NO THNKNG ALOUD

A Cycle of Poems by Stephen A. Schrum

Additional Material by COLLABorators

20. Self-Awareness

...

Self-awareness is a pain in the ass.

Why not just be self-conscious
and sniff our crotches and armpits,
fearing odors,
incessantly checking flies for closure?

Or still better,
be unconscious--
going about our daily lives like zombies
who know no art, no love, no beauty,
for whom nothing is "sublime,"
only "pretty" and "nice."

With self-awareness
we know our abilities,
but we are also cursed to know our faults.

Dream merges with reality for one brief moment
The ground shakes in my dream
and I wake in the process of sitting up
Erect...and it’s over.
4.0 on the Richter scale
I call out to the people in my dreams
Can they still hear me?

Shaking off surprise at the brief earthquake
I rise automatically to repeat my every morning routine
a devalued ritual devoid of power
containing only habit--like praying a novena while smoking a cigarette, mind on neither

I gather my energy
and pace toward the bathroom where I perform the
necessary ablutions
first shaving, then finding my way into the shower

In this half-wakened state, thoughts explode in my head with each axon-dendrite neuron firing, each idea a brilliant nova lighting up the universe in my mind, each constantly replacing the last, as the previous winks into oblivion.
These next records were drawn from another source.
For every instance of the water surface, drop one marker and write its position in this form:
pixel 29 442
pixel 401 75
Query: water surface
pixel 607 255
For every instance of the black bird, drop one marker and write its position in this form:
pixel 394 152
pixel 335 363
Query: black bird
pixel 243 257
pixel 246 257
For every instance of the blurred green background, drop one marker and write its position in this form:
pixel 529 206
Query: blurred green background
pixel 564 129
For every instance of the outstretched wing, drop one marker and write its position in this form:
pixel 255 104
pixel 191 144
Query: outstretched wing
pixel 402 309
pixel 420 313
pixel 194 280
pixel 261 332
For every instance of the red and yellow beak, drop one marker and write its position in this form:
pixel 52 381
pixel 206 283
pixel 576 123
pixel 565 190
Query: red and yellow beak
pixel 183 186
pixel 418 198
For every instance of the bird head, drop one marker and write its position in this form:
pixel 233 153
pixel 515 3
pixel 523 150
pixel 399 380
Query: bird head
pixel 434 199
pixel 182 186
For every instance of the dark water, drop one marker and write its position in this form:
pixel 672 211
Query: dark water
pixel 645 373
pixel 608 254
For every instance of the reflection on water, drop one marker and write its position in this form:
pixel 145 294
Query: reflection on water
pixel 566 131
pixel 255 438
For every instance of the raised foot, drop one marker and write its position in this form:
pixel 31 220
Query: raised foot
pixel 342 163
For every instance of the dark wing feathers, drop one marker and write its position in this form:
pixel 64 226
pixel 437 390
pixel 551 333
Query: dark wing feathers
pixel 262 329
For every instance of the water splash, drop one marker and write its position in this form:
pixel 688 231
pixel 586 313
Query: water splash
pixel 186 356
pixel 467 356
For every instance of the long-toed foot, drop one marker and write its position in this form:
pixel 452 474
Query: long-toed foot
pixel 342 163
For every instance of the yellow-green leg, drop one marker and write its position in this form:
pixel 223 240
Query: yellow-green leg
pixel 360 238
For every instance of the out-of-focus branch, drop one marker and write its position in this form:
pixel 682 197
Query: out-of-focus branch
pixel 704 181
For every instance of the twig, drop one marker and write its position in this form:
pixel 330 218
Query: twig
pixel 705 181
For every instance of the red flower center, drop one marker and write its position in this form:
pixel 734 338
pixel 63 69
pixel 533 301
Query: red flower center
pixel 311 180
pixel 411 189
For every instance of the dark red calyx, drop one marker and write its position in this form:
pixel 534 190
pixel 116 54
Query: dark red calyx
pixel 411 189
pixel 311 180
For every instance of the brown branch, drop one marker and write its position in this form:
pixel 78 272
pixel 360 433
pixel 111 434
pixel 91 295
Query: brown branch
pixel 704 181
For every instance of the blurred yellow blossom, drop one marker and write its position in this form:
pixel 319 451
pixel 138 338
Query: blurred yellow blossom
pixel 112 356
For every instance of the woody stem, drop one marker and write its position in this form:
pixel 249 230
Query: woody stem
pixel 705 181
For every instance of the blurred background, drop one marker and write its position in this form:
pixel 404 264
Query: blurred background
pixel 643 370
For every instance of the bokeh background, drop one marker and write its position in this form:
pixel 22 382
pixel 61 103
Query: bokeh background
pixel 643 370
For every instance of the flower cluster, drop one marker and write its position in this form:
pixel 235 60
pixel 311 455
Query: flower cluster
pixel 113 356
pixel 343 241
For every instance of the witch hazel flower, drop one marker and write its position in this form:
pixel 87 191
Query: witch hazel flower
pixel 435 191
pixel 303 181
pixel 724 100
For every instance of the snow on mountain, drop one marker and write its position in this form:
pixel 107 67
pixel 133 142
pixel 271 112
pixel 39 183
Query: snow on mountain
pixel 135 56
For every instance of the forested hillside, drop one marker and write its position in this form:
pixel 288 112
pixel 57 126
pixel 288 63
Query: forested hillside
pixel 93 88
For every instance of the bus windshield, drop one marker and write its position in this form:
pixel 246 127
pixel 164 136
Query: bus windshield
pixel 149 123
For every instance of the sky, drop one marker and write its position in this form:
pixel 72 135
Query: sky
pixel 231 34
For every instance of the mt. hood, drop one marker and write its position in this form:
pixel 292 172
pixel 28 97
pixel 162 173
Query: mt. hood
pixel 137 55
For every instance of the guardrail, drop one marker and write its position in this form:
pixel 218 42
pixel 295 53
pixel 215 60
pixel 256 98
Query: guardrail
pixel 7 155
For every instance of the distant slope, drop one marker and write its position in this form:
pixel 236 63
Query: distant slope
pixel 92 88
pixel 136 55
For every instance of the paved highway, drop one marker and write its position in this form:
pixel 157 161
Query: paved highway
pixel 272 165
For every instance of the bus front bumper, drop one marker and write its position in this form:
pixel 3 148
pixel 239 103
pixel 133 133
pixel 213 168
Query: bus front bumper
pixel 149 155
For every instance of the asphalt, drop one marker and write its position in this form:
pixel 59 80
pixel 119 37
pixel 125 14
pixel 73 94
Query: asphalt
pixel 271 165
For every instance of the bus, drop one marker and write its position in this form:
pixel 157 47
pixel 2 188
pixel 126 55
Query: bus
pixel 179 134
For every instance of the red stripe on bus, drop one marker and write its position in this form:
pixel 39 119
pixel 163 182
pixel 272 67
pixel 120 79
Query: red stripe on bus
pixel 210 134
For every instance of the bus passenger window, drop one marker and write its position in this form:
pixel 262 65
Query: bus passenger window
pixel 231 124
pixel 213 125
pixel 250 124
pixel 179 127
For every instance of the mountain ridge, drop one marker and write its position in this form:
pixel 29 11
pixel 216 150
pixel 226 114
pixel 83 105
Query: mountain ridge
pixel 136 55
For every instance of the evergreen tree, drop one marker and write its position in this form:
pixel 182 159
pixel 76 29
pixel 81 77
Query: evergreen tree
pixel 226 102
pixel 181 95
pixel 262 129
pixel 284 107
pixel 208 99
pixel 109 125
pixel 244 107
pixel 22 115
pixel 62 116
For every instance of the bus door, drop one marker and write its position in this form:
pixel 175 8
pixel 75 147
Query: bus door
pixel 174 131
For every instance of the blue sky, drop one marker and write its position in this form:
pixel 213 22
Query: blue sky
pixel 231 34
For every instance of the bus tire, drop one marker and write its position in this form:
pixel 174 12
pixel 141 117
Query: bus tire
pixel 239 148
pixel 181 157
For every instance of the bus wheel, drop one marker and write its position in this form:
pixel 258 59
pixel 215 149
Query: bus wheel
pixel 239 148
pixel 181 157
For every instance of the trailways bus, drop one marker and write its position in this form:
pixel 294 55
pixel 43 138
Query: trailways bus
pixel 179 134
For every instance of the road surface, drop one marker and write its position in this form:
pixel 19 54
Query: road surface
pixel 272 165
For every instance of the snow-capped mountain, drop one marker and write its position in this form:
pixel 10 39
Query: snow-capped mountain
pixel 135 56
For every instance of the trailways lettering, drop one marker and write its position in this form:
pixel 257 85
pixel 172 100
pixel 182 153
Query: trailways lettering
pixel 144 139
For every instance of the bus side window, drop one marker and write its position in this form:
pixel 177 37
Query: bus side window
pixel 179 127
But one finally stays--an idea to write a long poetic work that is the essence of all my experiences and of life itself.

But why write? In the past millennia words have been ordered by many--can I order them in an entirely new way not yet seen? How can this be done? Can I say something new in an new way? There is no originality--but I'm not the first person to say that.

Still, I feel the need to write, to put my thoughts on paper, to others of my thoughts.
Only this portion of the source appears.